Post a quick lunch at the jungle resort, a tourist van took us all to the weekly market site where tribals as vendors sold predominantly food produce like seasonal vegetables, spices, oils to dried dates and mahua flowers for distillation, fried snacks as well as red ants, cut fish, and live duck and chicken. Some participants picked up souvenirs from the craft dealers selling metal jewelry, bamboo baskets and handloom textiles.

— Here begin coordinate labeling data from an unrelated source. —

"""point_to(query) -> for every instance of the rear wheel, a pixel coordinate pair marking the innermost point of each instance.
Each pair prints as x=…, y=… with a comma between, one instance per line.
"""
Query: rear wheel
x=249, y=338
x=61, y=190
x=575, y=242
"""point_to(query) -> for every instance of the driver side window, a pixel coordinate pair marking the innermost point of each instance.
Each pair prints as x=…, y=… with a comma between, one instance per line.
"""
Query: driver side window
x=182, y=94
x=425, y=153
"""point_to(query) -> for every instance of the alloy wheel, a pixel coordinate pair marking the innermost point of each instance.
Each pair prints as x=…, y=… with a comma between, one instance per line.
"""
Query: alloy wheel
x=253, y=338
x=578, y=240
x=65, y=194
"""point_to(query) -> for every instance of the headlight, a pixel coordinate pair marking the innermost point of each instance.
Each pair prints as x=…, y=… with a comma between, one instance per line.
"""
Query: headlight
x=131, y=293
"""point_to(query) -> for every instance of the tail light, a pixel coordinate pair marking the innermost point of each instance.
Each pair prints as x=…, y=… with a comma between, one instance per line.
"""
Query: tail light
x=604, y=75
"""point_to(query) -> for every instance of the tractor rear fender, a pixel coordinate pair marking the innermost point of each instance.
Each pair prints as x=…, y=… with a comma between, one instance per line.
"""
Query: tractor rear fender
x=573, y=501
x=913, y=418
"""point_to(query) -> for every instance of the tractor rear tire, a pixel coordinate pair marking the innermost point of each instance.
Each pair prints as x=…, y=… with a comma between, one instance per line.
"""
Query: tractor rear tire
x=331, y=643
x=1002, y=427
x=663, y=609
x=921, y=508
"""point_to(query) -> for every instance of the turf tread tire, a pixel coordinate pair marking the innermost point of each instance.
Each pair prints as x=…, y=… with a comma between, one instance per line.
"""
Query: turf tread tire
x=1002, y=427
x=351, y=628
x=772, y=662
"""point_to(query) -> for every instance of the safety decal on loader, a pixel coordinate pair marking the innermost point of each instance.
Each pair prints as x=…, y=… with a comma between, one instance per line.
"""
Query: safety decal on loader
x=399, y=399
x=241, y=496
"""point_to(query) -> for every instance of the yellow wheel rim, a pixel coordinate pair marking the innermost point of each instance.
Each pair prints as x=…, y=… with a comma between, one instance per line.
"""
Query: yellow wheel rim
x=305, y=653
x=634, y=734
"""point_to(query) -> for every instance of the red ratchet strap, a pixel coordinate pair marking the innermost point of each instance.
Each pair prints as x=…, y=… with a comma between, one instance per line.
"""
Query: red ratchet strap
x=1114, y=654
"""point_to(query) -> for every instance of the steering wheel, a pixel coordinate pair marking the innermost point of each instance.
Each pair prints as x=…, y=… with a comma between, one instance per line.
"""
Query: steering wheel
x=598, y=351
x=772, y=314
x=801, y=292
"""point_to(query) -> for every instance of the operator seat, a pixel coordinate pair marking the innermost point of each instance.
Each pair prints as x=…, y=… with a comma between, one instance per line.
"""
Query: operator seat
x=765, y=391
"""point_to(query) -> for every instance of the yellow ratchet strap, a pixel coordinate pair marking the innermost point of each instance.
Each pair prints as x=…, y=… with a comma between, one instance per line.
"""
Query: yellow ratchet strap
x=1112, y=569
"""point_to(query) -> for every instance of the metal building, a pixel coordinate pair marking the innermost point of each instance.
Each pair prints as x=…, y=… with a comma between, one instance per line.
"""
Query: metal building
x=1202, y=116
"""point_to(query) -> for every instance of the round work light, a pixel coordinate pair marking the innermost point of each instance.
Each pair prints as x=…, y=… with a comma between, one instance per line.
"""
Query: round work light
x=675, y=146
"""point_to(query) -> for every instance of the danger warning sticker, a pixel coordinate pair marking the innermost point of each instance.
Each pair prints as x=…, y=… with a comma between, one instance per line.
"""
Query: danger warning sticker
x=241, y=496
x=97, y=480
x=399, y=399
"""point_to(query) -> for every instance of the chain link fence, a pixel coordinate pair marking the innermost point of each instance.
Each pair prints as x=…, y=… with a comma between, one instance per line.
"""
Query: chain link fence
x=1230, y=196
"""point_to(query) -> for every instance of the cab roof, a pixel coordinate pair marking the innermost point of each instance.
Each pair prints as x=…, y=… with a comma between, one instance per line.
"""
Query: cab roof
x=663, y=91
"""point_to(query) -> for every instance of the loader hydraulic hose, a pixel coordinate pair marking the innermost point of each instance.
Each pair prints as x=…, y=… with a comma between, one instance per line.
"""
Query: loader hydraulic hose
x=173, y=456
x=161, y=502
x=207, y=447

Later in the day, a collaborative workshop entertained and engaged the participants with the science and art of cocktail making. Joining us was Lucas - a mixologist from a bar ‘Symbiose’ in Bordeaux, France. Lucas had picked up Bastar ingredients from the forest walk and the tribal market earlier in the day and combining these with the MAH liquor, he created a new cocktail for the evening using ingredients like wild coriander, coconut, annatto seeds and asian weaver ants.
Day 2 began early as well, with participants meandering through fields in search of fallen Mahua flowers. The act of collection had been included to connect people to the tree and the practice of early morning flower picking with tribals from the nearby villages, as well as to save a few kilos for the mixologist, who planned to use them later in the day.
Accompanied with Rajneesh, a guide and host of a homestay, the participants took an adventurous hike through rocky trails, walking up a freshwater stream and gradually climbing up the hill. The advancement to a cascading waterfall began to get tougher yet manageable with help of the locals and the guide. The moment of glory came after bouldering and climbing with ropes, when we arrived at a pool formation on the base of a waterfall. As expected, everyone who could swim or wanted to try with life jackets dove in and we stayed here until people began to get hungry for their next meal.
The weather got unpredictable the previous evening, showing signs of rain when it was anticipated to be hot and dry. We arrived at a nearby homestay site - Dhurwa Dera for one of the heartiest meals ever prepared. Local recipes cooked using seasonal produce and unusual ingredients like the red ants chutney, all served onto plates and bowls made from freshly plucked Sal leaves.
The lunch ended with rain getting stronger by the hour, and we shifted to our next homestay site - Amcholadi. Owing to the weather, we had to cancel the much awaited distillation demonstration but were able to see Lucas - the mixologist churn another cocktail using new forest ingredients. The evening also invited some folk musicians who tried their best to perform, while everyone squeezed under one roof. With Mahua in our bellies and the joy of having another homemade meal, the night ended with some more dancing to folk music, followed eventually by popular Hindi songs.
Sunday as Day 4 was the final moment of concluding notes and goodbyes, with parting notes on future plans for more engaging programming around Mahua and the community that had nurtured this tree for centuries.